Christian Christmann <plfriko@yahoo.de> wrote:


> I don't understand why the compiler
> 1) is not spliting basic block .L2 into two blocks where
> the second block just contains the instruction "j .L3".
> I though that each re-direction of the control flow imposes the
> creation of a new basic block (like .L4 and .L3). The instuction
> "jlt %d15, %d0, .L5" can possibly direct the program flow to .L5 and
> thus, in my opinion, the basic block should end here.
> 2) splits block .L5 and .L4? There are no
> calls to label .L4, so, according to my understanding, all instructions
> of blocks .L5 and .L4 should be held in one block.
>
> Might these two points be bugs or do the authors of the tricore-gcc
> have a different definition of basic blocks?

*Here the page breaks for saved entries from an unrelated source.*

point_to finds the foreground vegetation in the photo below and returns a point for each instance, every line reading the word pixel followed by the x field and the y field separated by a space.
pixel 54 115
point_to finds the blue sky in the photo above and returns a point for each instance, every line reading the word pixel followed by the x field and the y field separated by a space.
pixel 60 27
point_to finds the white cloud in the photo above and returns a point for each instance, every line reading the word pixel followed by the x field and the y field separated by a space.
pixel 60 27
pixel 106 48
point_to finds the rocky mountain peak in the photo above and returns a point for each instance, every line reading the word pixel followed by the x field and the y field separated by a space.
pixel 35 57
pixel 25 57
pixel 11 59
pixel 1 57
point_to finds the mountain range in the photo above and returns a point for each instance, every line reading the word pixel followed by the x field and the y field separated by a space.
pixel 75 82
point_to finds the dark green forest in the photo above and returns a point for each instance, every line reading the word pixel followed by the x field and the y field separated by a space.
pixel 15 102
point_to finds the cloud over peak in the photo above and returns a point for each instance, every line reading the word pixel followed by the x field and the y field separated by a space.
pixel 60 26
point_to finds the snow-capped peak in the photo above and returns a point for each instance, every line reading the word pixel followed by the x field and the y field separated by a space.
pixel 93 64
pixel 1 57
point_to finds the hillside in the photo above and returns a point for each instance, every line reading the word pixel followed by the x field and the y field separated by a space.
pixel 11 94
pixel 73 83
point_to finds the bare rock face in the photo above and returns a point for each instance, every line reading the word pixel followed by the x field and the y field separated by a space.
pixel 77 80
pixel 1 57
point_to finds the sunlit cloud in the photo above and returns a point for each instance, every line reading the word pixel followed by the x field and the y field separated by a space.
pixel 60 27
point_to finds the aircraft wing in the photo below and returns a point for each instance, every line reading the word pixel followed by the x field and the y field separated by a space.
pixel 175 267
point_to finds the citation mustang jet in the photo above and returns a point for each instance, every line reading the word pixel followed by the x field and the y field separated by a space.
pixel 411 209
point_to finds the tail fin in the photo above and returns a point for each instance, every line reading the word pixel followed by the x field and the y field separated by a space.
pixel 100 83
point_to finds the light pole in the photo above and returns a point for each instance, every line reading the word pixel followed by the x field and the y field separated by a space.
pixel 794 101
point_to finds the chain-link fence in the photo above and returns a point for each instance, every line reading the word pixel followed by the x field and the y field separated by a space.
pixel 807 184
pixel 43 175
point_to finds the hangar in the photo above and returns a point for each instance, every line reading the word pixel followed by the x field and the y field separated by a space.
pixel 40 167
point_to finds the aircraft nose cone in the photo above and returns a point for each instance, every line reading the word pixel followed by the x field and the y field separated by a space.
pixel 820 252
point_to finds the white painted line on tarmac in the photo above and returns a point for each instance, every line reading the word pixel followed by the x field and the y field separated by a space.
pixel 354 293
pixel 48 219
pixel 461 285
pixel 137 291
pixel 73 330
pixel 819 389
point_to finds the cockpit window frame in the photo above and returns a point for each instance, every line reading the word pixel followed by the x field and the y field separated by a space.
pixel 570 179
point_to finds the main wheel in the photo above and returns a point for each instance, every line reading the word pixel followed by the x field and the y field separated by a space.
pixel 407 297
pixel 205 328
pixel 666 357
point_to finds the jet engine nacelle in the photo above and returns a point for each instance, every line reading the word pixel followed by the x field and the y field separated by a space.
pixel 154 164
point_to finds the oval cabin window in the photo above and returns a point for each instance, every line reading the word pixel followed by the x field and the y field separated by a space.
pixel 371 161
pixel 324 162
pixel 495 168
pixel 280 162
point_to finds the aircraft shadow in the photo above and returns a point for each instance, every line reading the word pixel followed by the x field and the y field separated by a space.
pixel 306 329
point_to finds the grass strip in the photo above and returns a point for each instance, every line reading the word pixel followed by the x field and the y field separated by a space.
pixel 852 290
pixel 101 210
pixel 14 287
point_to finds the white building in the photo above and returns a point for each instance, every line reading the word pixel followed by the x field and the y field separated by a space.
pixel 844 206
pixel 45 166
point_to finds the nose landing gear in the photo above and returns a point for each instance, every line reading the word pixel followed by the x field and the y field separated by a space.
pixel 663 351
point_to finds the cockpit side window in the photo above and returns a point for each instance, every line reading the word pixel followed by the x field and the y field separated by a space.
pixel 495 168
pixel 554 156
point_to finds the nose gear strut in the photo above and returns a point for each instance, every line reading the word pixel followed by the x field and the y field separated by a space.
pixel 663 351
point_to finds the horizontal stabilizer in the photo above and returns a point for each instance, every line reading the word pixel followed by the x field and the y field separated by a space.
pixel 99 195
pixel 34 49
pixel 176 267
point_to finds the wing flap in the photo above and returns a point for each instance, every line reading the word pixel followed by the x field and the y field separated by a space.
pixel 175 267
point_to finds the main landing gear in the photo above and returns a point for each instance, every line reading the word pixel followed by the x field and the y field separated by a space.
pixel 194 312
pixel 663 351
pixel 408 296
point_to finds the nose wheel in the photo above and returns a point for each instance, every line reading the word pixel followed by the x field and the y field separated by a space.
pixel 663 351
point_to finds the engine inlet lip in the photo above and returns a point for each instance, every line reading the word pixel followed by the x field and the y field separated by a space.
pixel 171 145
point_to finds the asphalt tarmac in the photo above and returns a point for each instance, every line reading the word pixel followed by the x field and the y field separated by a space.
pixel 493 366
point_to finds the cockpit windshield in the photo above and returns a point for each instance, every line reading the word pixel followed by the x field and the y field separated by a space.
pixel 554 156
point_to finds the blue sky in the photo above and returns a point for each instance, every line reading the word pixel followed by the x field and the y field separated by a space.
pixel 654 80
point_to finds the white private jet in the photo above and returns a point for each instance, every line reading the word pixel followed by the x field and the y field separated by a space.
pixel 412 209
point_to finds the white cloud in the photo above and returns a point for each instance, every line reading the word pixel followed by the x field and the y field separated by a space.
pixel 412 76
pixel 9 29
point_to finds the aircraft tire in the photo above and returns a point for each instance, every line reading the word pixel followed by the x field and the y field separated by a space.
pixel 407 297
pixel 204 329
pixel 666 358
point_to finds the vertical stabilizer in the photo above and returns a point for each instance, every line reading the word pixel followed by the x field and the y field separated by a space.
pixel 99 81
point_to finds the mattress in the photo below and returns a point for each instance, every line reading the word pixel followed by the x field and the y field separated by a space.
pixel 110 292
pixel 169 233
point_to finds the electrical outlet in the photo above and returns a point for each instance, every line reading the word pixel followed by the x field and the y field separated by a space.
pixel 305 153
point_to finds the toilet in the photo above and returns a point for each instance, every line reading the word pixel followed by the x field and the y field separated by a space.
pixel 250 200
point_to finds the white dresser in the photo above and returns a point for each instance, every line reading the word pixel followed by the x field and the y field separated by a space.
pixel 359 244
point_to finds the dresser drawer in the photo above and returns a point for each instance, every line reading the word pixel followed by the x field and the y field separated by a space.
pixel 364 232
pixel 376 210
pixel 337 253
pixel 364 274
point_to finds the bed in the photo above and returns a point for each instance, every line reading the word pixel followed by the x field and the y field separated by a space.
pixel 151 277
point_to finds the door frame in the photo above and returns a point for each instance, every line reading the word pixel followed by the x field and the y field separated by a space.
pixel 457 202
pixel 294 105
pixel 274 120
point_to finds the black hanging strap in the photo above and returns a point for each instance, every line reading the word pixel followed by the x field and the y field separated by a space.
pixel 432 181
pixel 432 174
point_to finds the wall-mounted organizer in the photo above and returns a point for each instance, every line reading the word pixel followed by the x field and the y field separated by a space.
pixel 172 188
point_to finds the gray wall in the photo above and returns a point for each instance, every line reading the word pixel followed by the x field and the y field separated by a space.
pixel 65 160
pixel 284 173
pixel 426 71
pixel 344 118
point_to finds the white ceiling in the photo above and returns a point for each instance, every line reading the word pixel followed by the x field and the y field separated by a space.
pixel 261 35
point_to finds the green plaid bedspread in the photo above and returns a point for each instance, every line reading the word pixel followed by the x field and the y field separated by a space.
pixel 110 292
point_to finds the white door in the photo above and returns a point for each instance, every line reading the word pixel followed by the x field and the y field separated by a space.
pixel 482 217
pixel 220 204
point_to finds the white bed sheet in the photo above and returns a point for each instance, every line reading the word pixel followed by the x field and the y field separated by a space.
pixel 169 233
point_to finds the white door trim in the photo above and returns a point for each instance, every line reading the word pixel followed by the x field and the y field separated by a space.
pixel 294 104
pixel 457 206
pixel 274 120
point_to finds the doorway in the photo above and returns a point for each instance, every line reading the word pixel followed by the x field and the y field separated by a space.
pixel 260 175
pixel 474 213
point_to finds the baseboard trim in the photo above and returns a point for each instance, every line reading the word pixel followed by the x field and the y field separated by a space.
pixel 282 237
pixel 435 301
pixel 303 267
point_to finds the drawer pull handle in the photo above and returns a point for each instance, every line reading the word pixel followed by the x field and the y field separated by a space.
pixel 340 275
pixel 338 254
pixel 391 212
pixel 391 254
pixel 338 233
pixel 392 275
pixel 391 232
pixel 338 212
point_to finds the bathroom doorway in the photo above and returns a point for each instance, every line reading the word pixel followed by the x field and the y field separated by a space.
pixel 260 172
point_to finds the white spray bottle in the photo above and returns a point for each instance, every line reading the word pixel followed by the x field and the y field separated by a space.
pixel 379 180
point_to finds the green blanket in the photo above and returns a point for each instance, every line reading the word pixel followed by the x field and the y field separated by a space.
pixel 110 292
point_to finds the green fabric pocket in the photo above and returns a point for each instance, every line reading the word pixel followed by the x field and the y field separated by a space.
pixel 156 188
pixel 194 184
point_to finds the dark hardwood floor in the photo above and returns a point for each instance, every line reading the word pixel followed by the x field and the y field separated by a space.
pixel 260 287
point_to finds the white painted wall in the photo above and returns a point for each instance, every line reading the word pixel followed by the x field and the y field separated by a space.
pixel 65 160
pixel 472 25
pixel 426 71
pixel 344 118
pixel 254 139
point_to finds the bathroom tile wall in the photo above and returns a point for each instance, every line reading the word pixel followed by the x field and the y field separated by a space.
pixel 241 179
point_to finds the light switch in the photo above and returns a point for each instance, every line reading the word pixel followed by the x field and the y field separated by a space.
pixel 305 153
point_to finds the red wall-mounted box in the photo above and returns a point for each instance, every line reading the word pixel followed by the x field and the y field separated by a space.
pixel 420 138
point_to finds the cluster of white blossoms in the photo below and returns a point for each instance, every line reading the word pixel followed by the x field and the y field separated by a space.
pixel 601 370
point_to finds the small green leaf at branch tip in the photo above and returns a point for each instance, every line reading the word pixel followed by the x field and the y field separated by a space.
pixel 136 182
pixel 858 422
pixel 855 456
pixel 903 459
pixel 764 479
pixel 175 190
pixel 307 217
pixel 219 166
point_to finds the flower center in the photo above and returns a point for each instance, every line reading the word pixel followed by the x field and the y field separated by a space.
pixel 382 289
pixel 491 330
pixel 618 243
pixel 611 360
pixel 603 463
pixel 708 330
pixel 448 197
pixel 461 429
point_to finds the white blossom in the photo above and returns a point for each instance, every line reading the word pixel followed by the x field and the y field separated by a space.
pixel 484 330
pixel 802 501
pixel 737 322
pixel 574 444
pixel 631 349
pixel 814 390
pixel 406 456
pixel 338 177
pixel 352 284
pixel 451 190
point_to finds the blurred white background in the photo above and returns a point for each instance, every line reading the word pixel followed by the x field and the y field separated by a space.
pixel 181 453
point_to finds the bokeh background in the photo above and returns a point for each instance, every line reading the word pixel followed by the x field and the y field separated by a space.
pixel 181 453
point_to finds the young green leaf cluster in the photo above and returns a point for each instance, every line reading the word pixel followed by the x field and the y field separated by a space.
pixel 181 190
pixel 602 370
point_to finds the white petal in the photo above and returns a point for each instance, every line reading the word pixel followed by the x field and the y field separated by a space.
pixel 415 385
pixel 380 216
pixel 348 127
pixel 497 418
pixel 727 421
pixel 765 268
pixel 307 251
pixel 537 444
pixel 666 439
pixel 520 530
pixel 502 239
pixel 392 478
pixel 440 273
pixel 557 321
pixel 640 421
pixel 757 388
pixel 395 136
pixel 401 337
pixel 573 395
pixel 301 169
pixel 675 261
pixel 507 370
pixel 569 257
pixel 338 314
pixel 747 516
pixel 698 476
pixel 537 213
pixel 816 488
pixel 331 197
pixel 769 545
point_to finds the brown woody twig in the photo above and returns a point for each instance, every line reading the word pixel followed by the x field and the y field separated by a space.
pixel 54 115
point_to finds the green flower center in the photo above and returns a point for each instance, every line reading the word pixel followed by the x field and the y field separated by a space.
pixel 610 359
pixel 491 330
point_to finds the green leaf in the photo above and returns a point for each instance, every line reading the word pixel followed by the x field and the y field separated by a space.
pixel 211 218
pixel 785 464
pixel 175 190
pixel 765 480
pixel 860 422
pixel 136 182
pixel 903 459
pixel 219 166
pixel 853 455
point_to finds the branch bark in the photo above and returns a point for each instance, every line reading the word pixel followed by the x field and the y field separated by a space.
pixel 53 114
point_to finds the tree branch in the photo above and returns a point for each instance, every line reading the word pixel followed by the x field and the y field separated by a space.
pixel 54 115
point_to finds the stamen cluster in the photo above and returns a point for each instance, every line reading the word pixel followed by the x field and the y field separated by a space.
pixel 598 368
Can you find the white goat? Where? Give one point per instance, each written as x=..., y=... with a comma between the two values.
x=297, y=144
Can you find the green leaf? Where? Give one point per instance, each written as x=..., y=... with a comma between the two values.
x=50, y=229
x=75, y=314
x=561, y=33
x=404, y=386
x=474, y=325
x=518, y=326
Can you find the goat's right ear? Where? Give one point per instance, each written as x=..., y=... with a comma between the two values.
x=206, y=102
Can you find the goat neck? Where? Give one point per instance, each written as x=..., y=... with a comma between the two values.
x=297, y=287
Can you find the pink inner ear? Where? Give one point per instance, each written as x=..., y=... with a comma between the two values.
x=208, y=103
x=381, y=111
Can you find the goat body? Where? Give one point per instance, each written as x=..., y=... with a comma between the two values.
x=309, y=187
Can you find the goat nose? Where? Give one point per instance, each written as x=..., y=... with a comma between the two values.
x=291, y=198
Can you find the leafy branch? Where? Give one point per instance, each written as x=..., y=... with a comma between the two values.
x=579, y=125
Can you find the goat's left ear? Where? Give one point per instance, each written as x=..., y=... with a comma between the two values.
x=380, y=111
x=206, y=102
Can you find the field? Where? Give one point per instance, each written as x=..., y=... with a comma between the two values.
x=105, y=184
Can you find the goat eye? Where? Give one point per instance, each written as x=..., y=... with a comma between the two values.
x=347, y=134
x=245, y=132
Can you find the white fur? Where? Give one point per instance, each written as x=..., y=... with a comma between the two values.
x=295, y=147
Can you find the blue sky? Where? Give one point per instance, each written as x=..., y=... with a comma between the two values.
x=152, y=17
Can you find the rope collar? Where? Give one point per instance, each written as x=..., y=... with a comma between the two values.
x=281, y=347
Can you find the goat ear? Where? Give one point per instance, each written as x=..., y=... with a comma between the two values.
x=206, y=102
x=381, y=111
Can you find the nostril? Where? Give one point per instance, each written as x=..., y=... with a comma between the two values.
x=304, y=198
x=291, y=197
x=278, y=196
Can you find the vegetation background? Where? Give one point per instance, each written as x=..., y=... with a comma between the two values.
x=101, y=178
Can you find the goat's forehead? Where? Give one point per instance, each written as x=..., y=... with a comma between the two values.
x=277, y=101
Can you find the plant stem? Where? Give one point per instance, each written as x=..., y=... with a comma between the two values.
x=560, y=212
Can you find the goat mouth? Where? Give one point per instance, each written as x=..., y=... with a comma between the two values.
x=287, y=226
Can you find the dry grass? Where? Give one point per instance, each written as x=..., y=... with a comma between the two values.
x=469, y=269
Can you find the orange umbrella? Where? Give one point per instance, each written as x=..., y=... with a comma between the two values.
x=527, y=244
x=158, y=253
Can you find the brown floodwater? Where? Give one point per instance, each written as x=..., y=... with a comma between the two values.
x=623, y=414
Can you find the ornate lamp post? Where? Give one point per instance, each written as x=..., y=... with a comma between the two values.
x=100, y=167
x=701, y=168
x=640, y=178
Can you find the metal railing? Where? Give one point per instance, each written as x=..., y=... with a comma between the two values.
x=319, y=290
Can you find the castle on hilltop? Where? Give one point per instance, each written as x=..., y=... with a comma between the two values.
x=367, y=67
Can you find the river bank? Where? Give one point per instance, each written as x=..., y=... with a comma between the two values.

It would have been helpful to see the C code in comparison, but I can
guess what it looks like.


Short answer: there are no 'basic blocks' in assembly as such, only
Zuul^Wjump targets. If the compiler doesn't see a (possible) need to
jump to a certain location, why should it generate a label for that
location?


The .L2 'block' for example is the implementation of an if() itself,
including jump the 'then' part (jit ... .L5) and jump to the 'else' part
(j .L3), so having a label for the 'j .L3' doesn't make sense.


You are right that label .L4 is not targeted at all, and I can't explain
why - it might be just an artifact of GCC's code generation - but keep
in mind that with -O0 gcc does no optimization at all, as evidenced by
the 'j .L1' immediately followed by the .L1 label. Run gcc with -O1 or
above, and you should see improvements in the generated assembly.